An AI software company will have to have a hierarchy of different agents, some of them writing code, some of them doing QA, some of them doing coordination and management, others taking into account the marketing angles, and so on, and you can emulate the role of a wide variety of users and skill levels all the way through to CEO level considerations. It'd even be beneficial to strategize by emulating board members, the competitors, and take into account market data with a team of emulated quants, and so on.

Right now we use a handful of locally competent agents that augment the performance of single tasks, and we direct them within different frameworks, ranging from vibecoding to diligent, disciplined use of DSL specs and limiting the space of possible errors. Over the next decade, there will be agent frameworks for all sorts of roles, with supporting software and orchestration tools that allow you to use AI with confidence. It won't be one-shot prompts with 15% hallucination rates, but a suite of agents that validate and verify at every stage, following systematic problem solving and domain modeling rules based on the same processes and systems that humans use.

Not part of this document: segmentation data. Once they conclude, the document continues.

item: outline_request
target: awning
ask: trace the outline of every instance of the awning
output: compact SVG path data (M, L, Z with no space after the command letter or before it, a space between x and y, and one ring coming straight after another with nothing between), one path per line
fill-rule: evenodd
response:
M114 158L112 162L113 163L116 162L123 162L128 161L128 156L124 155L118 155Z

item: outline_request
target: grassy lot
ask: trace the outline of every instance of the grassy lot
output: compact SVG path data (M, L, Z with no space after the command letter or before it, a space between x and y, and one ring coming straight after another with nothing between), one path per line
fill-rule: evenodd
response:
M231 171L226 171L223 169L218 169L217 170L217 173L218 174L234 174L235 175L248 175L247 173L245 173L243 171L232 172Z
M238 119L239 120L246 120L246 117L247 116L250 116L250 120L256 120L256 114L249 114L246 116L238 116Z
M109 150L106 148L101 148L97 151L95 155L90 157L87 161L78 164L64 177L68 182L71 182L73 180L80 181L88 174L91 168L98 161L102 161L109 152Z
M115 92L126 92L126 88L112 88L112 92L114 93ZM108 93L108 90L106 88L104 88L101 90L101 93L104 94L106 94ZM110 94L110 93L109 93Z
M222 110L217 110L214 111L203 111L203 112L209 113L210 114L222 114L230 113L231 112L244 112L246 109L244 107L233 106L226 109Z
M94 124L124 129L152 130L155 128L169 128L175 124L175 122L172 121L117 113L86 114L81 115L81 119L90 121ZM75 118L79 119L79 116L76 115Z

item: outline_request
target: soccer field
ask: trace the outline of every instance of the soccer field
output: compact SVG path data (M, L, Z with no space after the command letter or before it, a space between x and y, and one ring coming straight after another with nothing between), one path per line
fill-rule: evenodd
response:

We've got decades worth of product development even if AI frontier model capabilities were to stall out at current levels. To all appearances, though, we're getting far more bang for our buck and progress is still accelerating, and the rate of improvement is still accelerating, so we may get AI so competent that the notion of these extensive agent frameworks for reliable AI companies will end up being as mismatched with market realities as those giant suitcase portable phones, or integrated car phones.